Wednesday December 08, 2021

Unavoidable collapse

August 09, 2021

A cursory glance at the state of today’s world will give pause to anyone wishing to celebrate humanity’s progress. In fact, evidence abounds that the possibility of a reversion to barbarism should not be rejected as too far-fetched.

We live in a period of great global complexity, confusion and uncertainty. We are in the midst of a whirlpool of events and developments that are eroding our capability to manage human affairs in a way that is conducive to the attainment of a political and economic order based on stability, justice and sustainability. Indeed, the contemporary world is fraught with perils and challenges that will test severely humanity’s ability to maintain a steady course towards anything resembling a civilized life.

For starters, we have been witnessing the gradual erosion of socio-economic gains in much of the advanced industrialized world since the late 1970, along with the rollback of the social state, while a tiny percentage of the population is wealthy beyond imagination that compromises democracy, subverts the “common good” and promotes a culture of dog-eat-dog world. The pitfalls of massive economic inequality were identified even by ancient scholars, such as Aristotle, and yet we are still allowing the rich and powerful not only to dictate the nature of society we live in but also to impose conditions that make it seem as if there is no alternative to the dominance of a system in which the interests of the rich have primacy over social needs.

In this context, the political system known as representative democracy has fallen completely into the hands of a moneyed oligarchy which controls humanity’s future. Democracy no longer exists in any meaningful sense. The main function of the citizenry in so-called “democratic” societies is to elect periodically the officials who are going to manage a system designed to serve the interests of a plutocracy and of global capitalism. The “common good” is dead, and in its place we have atomized, segmented societies in which the weak, the poor and powerless are left at the mercy of the gods.
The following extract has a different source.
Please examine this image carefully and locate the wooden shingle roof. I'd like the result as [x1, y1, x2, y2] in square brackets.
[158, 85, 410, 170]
The above features capture rather accurately, in my view, the socio-economic landscape and political culture of “late capitalism.” Nonetheless, the prospects for radical social change do not appear highly promising. Darkening times, strangely enough, have never favored the Left. And today’s Left appears preoccupied with identity politics and culture, while unified ideological gestalts guiding social and political action towards the building of a new socio-economic social order are sorely missing. What we may see then emerge in the years ahead is an even harsher and more authoritarian form of capitalism.